Posts for tag: Lily Toxicity
Spring has sprung here in San Diego and along with the changing of the clocks our thoughts inevitably turn to Easter celebrations. Over the years I’m sure a good many of us pet owners have had a few chuckles about the seasonal Cadbury bunny commercials, but we must remind ourselves that this season can turn ‘not-so-funny’ quickly for our pets. To help make this celebration a little brighter for you and your pets, we have come up with the following pet safety tips to help your furry, feathered, or scaled friends avoid any mishaps or misfortunes.
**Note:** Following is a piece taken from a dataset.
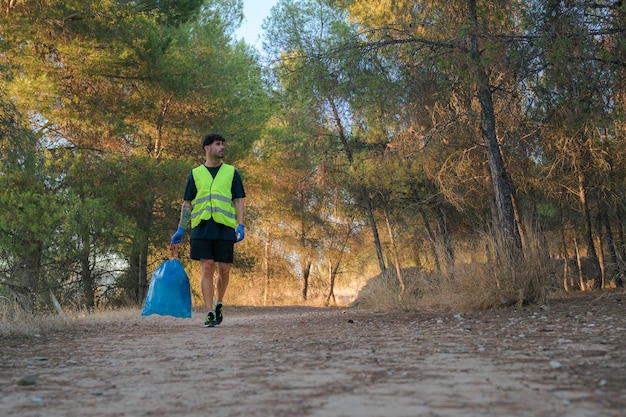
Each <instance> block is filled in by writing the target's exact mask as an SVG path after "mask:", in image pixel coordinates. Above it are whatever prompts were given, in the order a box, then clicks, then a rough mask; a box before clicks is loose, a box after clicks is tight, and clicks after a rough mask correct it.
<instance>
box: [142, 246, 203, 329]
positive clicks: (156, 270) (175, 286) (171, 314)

Thy chocolate is not a delicacy for pets. Although enjoyed around the world and in mass quantities during holiday seasons, chocolate can cause a significant amount of harm to your pet. While dogs tend to be most commonly affected largely due to their eating habits, chocolate can indeed be toxic to cats, as well as other pets.
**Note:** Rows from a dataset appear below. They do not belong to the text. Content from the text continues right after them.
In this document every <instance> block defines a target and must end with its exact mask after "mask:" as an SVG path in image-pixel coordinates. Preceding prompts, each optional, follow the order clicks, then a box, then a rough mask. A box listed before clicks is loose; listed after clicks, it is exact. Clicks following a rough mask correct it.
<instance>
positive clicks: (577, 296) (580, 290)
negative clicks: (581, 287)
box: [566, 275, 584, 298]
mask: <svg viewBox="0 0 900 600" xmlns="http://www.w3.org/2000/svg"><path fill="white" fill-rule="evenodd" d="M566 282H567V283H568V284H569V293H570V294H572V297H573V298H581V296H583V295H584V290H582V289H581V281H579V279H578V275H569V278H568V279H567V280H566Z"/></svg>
It is best to keep our furry companions safe by keeping them away from all forms of chocolate. Perhaps your pet may enjoy an Easter basket filled with a new toy or one of the many safe and healthy treats available for pets that are just as tasty and satisfying. (See Chocolate Toxicity Q&A)
Keep all Easter Lilies away from thy cats. All members of the Lilium group (Easter Lily, Stargazer Lily, Tiger Lily, Rubrum Lily, and Asian Lily) produce a chemical (present in all parts of the plant) that can damage cat kidneys. Lilies are so potent that a cat can suffer fatal kidney failure just from biting into a leaf, licking lily pollen from its paws, or drinking water from a vase of lilies! (See Case Study: Lily Toxicity)
Easter plastic grass and foiled candy wrappers are no friends of pets. These items are non-digestible and if consumed can get caught in the intestines, and potentially cause an internal obstruction. These hazards may also lead to choking and strangulation.
Resist impulse adoptions. Before becoming “twitterpated” with the idea of adopting a bunny, chicks, or other pet, please do your homework first. These cute babies grow up fast and often require specialized care, not to mention the feeding, cleaning, grooming, and medical responsibilities you have for the lifetime of your pet.
Rather than making a decision impulsively (which unfortunately, more times than not in these situations, lead to an unhappy owner and worse, an unwanted pet), your best bet is to thoroughly evaluate your current lifestyle and determine how compatible this particular pet would fit within your life.
Taking these simple precautions will go a long way to ensure your Easter holiday is a joyful occasion to remember for both you and your pets.